The Bearcats are currently ranked No. 2 in the AP poll but the CFP committee put them in the No. 5 spot in Tuesday’s rankings. Exactly where Cincinnati fits in this year’s playoff discussion has been the subject of extended debate, with some questioning whether the Bearcats even belong in the Top Ten, noting that although they upset vaunted Notre Dame 24-13 on Oct. 2, eight of their regular season games are with AAC opponents.

USA Today reporter Eric Smith has predicted that the final four CFP teams will pit Georgia and Cincinnati in one semifinal game and Oklahoma and Ohio State in the other.

Oregon, Smith projects, will have to be content with playing in the Rose Bowl—one of 42 college football bowl games between Dec. 17 (the Bahamas Bowl in Nassau) and Jan. 4 (the Texas Bowl in Houston)—on New Year’s Day, probably against Penn State.

He may end up being right.
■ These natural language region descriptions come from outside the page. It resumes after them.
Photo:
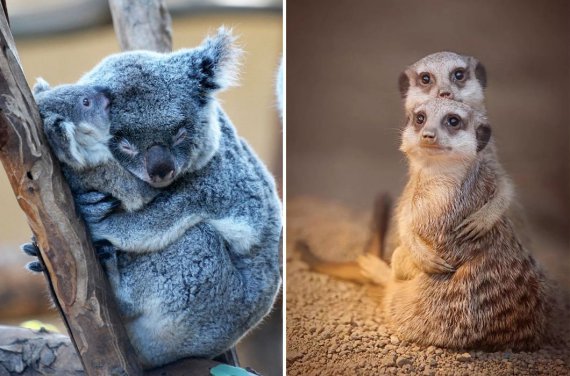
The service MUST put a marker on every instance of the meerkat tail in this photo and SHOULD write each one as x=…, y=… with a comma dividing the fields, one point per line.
x=346, y=271
x=380, y=222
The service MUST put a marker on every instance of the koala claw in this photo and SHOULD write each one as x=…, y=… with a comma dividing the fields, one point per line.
x=91, y=197
x=104, y=249
x=96, y=212
x=35, y=266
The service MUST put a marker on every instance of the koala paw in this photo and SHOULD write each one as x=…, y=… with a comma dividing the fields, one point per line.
x=105, y=250
x=95, y=206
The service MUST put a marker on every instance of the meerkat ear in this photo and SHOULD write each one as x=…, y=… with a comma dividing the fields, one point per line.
x=483, y=135
x=404, y=83
x=481, y=74
x=41, y=85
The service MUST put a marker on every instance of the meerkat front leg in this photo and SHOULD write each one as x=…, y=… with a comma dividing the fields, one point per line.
x=424, y=257
x=374, y=268
x=480, y=222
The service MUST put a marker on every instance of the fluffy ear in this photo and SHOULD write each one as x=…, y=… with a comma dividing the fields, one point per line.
x=404, y=83
x=481, y=74
x=41, y=85
x=483, y=135
x=215, y=62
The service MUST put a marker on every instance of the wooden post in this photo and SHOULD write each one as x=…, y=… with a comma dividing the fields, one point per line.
x=74, y=274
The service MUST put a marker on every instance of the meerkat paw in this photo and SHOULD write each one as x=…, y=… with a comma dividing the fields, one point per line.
x=373, y=268
x=475, y=226
x=431, y=263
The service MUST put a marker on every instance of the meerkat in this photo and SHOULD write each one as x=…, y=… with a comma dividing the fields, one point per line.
x=460, y=78
x=497, y=297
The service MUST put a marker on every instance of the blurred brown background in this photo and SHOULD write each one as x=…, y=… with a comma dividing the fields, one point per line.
x=83, y=36
x=344, y=110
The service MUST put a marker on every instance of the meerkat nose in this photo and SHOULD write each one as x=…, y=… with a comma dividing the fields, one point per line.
x=428, y=136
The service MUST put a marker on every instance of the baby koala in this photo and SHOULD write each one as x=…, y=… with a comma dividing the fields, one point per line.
x=76, y=124
x=463, y=79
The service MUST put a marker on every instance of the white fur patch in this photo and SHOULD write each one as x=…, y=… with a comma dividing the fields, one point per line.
x=237, y=232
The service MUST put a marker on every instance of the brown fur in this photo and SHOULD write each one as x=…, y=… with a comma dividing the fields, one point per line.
x=497, y=297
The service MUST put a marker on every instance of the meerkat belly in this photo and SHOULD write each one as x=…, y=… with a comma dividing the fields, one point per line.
x=485, y=304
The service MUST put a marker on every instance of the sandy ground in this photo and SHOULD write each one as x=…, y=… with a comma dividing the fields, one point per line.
x=337, y=328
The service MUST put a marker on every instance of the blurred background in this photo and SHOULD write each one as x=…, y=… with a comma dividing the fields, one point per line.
x=345, y=112
x=62, y=39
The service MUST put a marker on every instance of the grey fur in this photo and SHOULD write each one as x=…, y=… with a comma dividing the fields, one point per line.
x=214, y=228
x=78, y=135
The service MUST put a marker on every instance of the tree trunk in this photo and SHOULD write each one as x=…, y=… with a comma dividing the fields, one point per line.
x=80, y=289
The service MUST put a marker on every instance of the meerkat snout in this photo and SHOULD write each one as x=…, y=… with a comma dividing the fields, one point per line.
x=429, y=137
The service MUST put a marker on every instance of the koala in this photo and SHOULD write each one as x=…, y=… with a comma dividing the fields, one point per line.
x=76, y=123
x=195, y=265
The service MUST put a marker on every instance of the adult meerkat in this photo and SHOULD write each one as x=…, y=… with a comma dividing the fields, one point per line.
x=463, y=79
x=497, y=297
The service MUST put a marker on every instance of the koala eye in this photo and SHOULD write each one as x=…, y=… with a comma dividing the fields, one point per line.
x=459, y=74
x=180, y=136
x=420, y=118
x=453, y=121
x=128, y=148
x=425, y=78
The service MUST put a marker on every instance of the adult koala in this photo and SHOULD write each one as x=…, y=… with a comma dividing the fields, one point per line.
x=198, y=266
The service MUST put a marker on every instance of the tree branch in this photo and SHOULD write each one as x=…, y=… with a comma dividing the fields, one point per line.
x=142, y=25
x=80, y=288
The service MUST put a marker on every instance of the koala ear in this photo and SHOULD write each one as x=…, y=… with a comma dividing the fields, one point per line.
x=483, y=135
x=404, y=83
x=41, y=85
x=481, y=74
x=216, y=61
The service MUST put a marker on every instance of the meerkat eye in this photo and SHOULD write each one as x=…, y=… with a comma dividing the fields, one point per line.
x=420, y=118
x=425, y=78
x=128, y=148
x=454, y=121
x=459, y=74
x=180, y=136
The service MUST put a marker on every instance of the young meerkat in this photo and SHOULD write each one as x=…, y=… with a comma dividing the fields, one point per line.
x=460, y=78
x=497, y=297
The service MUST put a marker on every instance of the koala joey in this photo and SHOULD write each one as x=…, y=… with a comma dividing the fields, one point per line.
x=198, y=266
x=76, y=124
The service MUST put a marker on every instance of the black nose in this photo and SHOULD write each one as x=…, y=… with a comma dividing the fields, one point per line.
x=428, y=136
x=159, y=163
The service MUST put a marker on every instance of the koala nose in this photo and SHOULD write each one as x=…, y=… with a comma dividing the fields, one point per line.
x=445, y=94
x=428, y=137
x=159, y=163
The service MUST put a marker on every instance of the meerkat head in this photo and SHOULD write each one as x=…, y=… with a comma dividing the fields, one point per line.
x=444, y=75
x=444, y=131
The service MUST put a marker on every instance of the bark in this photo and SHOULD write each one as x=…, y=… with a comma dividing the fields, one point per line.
x=80, y=289
x=142, y=25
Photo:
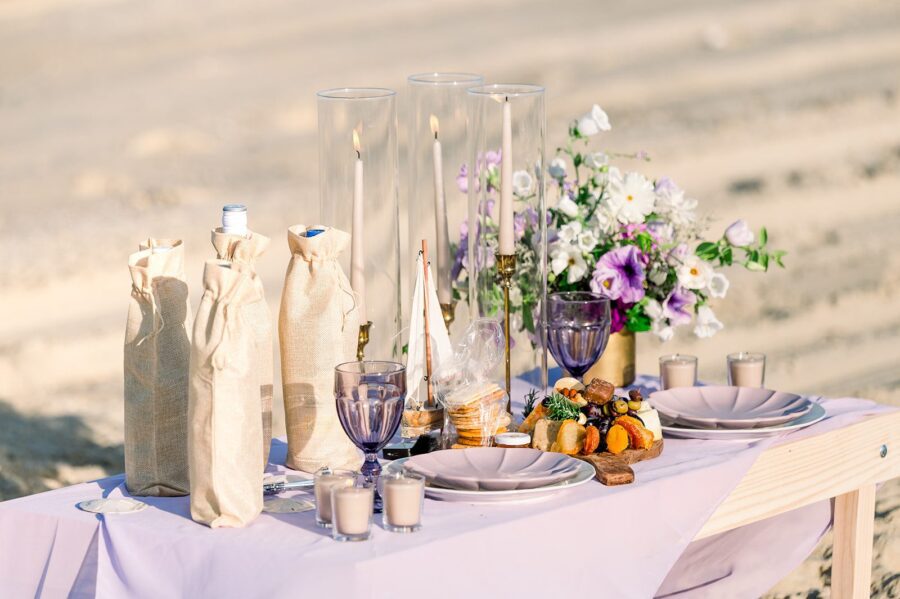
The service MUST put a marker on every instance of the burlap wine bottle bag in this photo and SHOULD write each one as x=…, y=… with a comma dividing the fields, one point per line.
x=245, y=250
x=225, y=434
x=157, y=353
x=318, y=328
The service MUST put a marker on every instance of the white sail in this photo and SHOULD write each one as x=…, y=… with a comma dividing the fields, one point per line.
x=441, y=349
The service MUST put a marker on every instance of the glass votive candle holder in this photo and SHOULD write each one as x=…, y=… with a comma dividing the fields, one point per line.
x=325, y=483
x=678, y=370
x=351, y=512
x=746, y=369
x=404, y=496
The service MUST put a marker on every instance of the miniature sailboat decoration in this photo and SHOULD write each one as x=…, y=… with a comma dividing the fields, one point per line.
x=429, y=346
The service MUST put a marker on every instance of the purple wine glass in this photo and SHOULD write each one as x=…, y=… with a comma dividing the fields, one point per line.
x=370, y=397
x=577, y=329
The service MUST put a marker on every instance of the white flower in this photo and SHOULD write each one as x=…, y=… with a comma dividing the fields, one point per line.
x=718, y=285
x=694, y=273
x=707, y=323
x=570, y=231
x=596, y=160
x=557, y=168
x=568, y=207
x=663, y=331
x=603, y=220
x=568, y=257
x=671, y=202
x=632, y=198
x=523, y=183
x=739, y=234
x=587, y=240
x=593, y=122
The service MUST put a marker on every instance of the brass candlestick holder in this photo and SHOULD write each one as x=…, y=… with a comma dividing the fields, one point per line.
x=506, y=268
x=363, y=340
x=449, y=312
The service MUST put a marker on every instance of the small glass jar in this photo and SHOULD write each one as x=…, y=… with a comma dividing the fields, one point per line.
x=677, y=370
x=746, y=369
x=404, y=498
x=512, y=440
x=351, y=510
x=325, y=483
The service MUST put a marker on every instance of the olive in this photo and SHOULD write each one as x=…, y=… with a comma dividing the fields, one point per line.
x=591, y=410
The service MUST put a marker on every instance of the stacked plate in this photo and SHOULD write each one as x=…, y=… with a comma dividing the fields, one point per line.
x=491, y=474
x=732, y=412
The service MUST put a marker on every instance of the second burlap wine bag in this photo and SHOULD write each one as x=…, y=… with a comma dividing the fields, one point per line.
x=318, y=328
x=245, y=250
x=157, y=354
x=225, y=434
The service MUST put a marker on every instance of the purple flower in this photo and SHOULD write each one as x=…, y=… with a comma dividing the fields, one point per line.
x=619, y=275
x=678, y=307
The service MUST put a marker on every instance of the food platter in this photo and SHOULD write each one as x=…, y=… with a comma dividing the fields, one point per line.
x=584, y=475
x=815, y=414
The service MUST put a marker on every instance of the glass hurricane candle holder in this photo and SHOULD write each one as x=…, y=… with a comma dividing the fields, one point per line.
x=506, y=134
x=436, y=204
x=746, y=369
x=404, y=495
x=358, y=193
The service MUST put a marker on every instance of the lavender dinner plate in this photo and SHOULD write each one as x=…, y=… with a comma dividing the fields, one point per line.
x=729, y=407
x=493, y=468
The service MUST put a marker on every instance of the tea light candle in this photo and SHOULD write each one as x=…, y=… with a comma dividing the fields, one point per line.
x=403, y=497
x=352, y=508
x=746, y=369
x=325, y=483
x=678, y=370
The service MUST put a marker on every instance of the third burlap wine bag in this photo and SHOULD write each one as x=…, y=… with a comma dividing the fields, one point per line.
x=157, y=353
x=318, y=328
x=245, y=249
x=225, y=434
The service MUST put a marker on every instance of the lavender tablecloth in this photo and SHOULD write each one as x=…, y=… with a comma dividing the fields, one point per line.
x=631, y=541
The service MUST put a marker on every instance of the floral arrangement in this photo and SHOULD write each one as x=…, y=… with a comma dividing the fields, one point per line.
x=638, y=242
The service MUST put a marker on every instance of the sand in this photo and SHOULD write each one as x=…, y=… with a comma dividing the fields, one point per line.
x=120, y=119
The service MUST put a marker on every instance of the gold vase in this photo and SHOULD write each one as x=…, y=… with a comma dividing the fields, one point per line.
x=616, y=365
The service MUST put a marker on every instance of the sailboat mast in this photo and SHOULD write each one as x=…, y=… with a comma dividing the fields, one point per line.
x=430, y=401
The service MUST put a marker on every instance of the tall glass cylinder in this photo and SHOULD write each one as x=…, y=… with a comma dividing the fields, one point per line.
x=437, y=203
x=358, y=193
x=507, y=129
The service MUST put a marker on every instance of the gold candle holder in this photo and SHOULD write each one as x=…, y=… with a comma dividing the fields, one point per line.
x=363, y=340
x=506, y=268
x=449, y=312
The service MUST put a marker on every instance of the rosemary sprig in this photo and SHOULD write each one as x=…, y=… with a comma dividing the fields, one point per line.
x=530, y=400
x=560, y=408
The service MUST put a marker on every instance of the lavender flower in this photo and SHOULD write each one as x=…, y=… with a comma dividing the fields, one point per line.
x=619, y=275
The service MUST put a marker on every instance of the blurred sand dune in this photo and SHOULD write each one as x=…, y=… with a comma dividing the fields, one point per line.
x=120, y=119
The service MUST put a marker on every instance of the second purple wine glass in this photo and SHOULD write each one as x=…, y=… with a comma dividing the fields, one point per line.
x=577, y=329
x=370, y=397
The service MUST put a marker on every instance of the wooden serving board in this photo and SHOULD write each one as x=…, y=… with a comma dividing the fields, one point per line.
x=615, y=470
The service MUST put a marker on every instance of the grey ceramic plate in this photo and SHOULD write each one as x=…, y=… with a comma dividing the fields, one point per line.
x=816, y=414
x=729, y=407
x=493, y=468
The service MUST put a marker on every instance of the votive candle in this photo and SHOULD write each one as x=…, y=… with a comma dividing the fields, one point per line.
x=746, y=369
x=678, y=370
x=403, y=494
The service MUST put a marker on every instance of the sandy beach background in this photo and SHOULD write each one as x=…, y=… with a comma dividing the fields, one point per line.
x=120, y=119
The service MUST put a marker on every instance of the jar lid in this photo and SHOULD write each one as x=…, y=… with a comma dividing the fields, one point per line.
x=512, y=439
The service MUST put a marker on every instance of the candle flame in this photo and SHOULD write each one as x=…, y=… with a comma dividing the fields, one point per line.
x=434, y=125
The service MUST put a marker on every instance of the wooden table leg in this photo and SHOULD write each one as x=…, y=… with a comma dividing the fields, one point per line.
x=854, y=522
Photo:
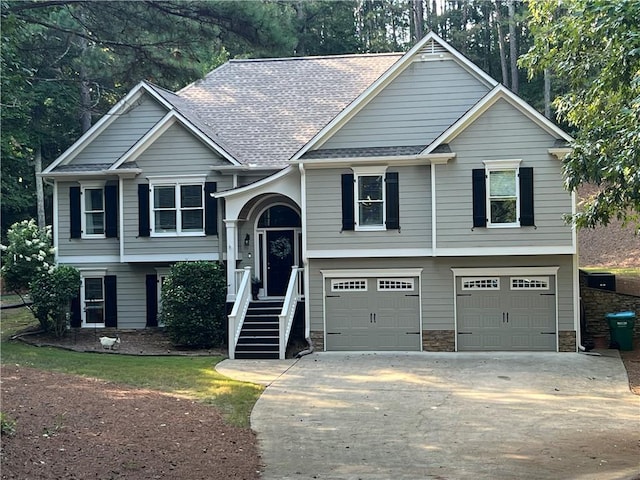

In my view the Ducks have won too many games against inferior opponents by too thin a margin this season. They might be worthy of a spot in the Top 10, but they haven’t yet shown enough consistency to warrant a spot in the CFP. A lot of their players are young and if they can find a quality QB among the three freshmen who’ve gotten virtually no playing time this season (head coach Mario Cristobal has insisted on playing Boston College senior transfer Anthony Brown almost exclusively), they should be a much-improved team next year and a legitimate candidate with a shot at next season’s national championship.